Whether our background is Norwegian or Haitian or Indonesian, if we are united to Christ, our family genealogy is found not primarily in the front pages of our dusty old family Bible but inside its pages, in the first chapter of the Gospel of Matthew. Our identity is in Christ; so his people are our people, his God our God.

This goes against the usual advice given to parents adopting children of a different race or nationality, but there is theological warrant, it seems, for raising adopted children without focusing on their original culture. I’m still unsure exactly what to make of this, but I’m glad Russell Moore raised this issue.

Learn More
The first chapter (pdf) of Adopted for Life.

Short videos by Russell Moore on each of the chapters in Adopted for Life.

Though his book is strong on theology, Moore’s style is conversational. The text is laced with illustrations from stories of his own experience as an adoptive father and the experiences of his friends and acquaintances who have adopted. Theology and stories—it’s an engaging package.

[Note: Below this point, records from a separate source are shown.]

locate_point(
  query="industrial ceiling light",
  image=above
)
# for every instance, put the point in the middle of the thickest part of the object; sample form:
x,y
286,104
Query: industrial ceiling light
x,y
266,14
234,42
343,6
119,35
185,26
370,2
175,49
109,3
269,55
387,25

How can I not recommend a book as unique as Adopted for Life? There is no other book like it—a book to help you understand your own adoption by your heavenly Father, and to encourage you to be like him by making adoption a priority in your family and in your church.Who will benefit from reading it? Anyone who has adopted, anyone who has been adopted, anyone who is considering adoption, anyone who knows someone in the previous categories, and anyone who has experienced the adoption that comes through Christ Jesus. 

I’ll be donating my own copy—marks and all—to my church library because I think every church library should have one. It would also, I’d suggest, be useful to read Adopted for Life and discuss it in a church study group, since the ideas beg to be implemented in the community of the church.